When illuminating the record of the United States in its complicity or outright commission of genocide, it is important to not get drawn into the “whatabout-ism” accusation. While an honest self assessment is beneficial for all nations, the fact is that the United States is the most powerful empire that has ever existed, and thus it is of paramount importance that its populace is well versed in its history; specifically in relation to the most severe of international crimes. The road to reconciliation for our crimes is not through massive military campaigns against foreign actors deemed to be evil in some sort of attempt to balance out the genocide checkbook. Advertising devastating military interventions as human rights activism or “Responsibility to Protect” may rally support from well intentioned people for what would otherwise be seen as grave violations of other nations’ sovereignty.
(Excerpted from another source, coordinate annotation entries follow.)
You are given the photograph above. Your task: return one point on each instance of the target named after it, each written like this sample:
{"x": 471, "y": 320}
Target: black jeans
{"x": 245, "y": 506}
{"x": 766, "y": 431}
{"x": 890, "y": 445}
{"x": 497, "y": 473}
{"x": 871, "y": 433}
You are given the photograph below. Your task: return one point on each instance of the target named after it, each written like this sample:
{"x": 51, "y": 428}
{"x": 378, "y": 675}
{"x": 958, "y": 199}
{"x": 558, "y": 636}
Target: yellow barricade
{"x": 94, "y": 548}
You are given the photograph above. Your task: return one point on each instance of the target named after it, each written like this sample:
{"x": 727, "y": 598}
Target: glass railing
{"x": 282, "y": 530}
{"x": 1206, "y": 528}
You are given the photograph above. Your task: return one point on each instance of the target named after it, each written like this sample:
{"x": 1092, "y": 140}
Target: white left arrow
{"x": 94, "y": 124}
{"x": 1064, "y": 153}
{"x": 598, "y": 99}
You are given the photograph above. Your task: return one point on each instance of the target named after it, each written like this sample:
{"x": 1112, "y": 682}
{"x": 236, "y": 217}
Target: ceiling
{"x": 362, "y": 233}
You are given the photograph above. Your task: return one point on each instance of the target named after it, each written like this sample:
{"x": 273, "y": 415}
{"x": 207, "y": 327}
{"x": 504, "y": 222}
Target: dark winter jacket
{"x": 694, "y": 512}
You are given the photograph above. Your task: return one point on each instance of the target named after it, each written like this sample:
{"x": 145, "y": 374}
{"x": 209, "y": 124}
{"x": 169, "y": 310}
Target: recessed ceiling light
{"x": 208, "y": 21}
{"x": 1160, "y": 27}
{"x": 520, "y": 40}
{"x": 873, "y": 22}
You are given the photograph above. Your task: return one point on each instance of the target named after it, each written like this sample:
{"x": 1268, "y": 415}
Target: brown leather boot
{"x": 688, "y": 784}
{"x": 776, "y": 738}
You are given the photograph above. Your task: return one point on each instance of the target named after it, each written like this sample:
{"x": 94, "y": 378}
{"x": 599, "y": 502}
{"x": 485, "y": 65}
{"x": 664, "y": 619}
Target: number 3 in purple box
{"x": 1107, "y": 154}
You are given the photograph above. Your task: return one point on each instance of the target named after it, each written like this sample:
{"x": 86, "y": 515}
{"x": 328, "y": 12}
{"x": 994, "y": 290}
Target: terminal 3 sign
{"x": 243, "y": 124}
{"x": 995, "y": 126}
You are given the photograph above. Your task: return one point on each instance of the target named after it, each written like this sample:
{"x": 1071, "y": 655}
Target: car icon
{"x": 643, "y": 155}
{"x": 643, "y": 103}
However, these actions have a terrible track record of being based on outright falsehoods, (see Libya, Iraq), and most frequently increase the suffering of the intended beneficiaries. If self branded human rights advocates like Samantha Power were truly against genocide, rather than opportunistically opposed to it as it served their careers, they would be actively working to improve our alleged democracy’s record with the practice. If we are truly against genocide, we should cease the endless veneration of organizations complicit in the crime like the military and Central Intelligence Agency. We should end the idolization of individuals whose records are stained with participation in extermination campaigns. We should demand that the United States ratify and cease its outright belligerence toward the International Criminal Court. We should press for a full reckoning, truth and reconciliation, reparations, and yes, prosecutions of surviving collaborators and perpetrators of the crime. Unless US citizens understand the shameful history of their nation and genocide, it will forever ring hollow when Americans raise a voice against foreign perpetration of the crime, and further increase the chance that we will once again be complicit in its commission.